La prima frase, invece, era un audace invito a guardare nel futuro (a cent’anni da quando scriveva), e alcune previsioni di Keynes si sono avverate, come un grande aumento degli standard di vita.
Altre no: la settimana lavorativa di 15 ore è ancora lontana, anche se gli esperimenti dei 4 giorni lavorativi vanno in quella direzione.
La ‘numero 1’ (Managing Director) del Fondo monetario, Kristalina Georgieva, in un bellissimo discorso – il 14 marzo 2024 – al King’s College di Cambridge (dove Keynes studiò e lavorò) ha fatto il verso a Keynes, intitolando il suo intervento: “Economic Possibilities for My Grandchildren” (lei è nonna, a differenza di Keynes, che non ha mai avuto né figli né nipoti).
La Georgieva, pur confermando che, con una popolazione aumentata quattro volte, il reddito pro-capite (in volume) nel mondo è aumentato di otto volte, ammette che le cose non sono andate bene come prevedeva Keynes per quanto riguarda la distribuzione dei frutti della crescita: oggi tre quarti della ricchezza mondiale sono posseduti da un decimo della popolazione.
Georgieva ammette gli errori della politica economica, errori da cui il Fondo non è stato esente: la globalizzazione ha portato molti benefici – e molto maggiori dei costi, ma non è stato fatto abbastanza per proteggere coloro che ne sono stati danneggiati.
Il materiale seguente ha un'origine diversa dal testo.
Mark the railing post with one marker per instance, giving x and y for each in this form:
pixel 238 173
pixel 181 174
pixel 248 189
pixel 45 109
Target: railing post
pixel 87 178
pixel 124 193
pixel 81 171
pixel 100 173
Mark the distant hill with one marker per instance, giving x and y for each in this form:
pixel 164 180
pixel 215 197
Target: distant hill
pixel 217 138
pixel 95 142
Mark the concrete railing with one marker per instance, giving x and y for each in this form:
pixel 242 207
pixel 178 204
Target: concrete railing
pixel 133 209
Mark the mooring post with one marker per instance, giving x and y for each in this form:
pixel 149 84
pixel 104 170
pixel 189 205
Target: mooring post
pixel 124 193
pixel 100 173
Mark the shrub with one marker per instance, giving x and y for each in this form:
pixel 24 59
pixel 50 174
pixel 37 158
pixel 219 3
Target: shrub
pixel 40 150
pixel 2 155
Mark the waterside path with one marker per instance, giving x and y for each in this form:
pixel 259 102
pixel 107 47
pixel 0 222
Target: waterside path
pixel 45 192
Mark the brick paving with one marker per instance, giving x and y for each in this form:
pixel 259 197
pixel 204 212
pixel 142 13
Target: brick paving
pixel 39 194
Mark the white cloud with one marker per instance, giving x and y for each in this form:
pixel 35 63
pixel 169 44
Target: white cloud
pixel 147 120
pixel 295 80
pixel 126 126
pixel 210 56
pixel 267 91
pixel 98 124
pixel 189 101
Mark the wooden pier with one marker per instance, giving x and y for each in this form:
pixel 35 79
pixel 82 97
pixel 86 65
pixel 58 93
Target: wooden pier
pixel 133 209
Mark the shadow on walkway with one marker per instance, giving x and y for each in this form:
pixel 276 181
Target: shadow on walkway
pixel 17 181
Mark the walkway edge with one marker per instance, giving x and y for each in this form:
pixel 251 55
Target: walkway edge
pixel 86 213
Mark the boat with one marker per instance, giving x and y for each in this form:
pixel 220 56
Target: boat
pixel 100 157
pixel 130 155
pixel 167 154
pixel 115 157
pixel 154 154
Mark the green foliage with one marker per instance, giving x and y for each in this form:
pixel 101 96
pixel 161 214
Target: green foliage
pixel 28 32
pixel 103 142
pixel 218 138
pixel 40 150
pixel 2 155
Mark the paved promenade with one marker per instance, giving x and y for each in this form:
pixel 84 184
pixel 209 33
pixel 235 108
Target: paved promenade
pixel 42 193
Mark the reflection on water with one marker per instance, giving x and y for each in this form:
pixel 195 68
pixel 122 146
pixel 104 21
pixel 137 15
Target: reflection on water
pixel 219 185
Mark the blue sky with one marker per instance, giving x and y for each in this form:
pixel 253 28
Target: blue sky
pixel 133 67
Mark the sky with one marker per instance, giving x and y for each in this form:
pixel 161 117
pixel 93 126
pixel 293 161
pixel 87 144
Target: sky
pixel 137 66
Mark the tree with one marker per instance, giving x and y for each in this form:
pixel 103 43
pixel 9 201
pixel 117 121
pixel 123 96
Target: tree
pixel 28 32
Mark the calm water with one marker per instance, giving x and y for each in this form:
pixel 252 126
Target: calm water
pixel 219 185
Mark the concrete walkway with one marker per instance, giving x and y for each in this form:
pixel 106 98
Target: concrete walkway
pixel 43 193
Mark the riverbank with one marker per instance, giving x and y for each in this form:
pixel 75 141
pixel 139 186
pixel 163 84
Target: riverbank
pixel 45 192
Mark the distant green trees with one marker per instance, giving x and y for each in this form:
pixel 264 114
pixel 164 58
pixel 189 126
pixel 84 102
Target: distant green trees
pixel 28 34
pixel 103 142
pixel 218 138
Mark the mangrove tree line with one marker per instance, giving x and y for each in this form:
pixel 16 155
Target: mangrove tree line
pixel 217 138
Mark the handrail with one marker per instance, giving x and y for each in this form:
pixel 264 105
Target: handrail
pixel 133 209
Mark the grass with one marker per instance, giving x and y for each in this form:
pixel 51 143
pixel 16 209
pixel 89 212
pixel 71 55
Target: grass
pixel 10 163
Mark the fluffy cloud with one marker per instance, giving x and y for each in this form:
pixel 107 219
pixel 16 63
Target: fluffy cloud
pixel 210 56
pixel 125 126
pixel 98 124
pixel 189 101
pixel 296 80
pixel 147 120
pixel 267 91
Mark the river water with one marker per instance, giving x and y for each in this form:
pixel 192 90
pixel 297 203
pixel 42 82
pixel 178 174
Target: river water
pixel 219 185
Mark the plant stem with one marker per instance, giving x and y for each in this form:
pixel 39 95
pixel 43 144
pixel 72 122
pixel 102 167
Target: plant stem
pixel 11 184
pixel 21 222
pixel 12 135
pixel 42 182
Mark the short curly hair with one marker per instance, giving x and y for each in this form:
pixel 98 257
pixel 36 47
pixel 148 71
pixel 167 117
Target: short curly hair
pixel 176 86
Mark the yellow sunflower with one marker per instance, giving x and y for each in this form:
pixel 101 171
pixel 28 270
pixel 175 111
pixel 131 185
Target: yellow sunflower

Le diseguaglianze stanno corrodendo il tessuto sociale.
Guardando ai prossimi cent’anni, i nipoti della Georgieva, secondo il Fondo, dovrebbero essere contenti (vedi: https://www.imf.org/en/News/Articles/2024/03/08/sp031424-kings-college-cambridge-kristalina-georgieva).
Ma preme sottolineare la sfida demografica, in cui giganteggia il “secolo africano”, che è allo stesso tempo una sfida e un problema.
Un grafico del Fondo è impressionante: a fine secolo, con 4 miliardi di abitanti (dagli 1,5 attuali), il ‘continente nero’ avrà più persone di Cina, India ed Europa messe assieme.
Se ne parlerà a Borgo Egnazia, nel G7 di giugno a presidenza italiana.
La pressione demografica che queste proiezioni implicano è terrificante.
A meno che l’Africa non vada a camminare con le sue gambe, con l’aiuto dei Paesi avanzati.
Come dice il Fondo, ci sarebbero allora in quel continente più posti di lavoro e meno emigrazione.
E dagli investimenti dei Paesi ricchi ci arriverebbero maggiori rendimenti, mentre gli arrivi dall’Africa – che rallenteranno ma non si fermeranno – renderanno i nostri sistemi pensionistici più solvibili.
In definitiva, conclude il Fondo: “Un mondo prospero nel secolo a venire richiede un’Africa prospera”.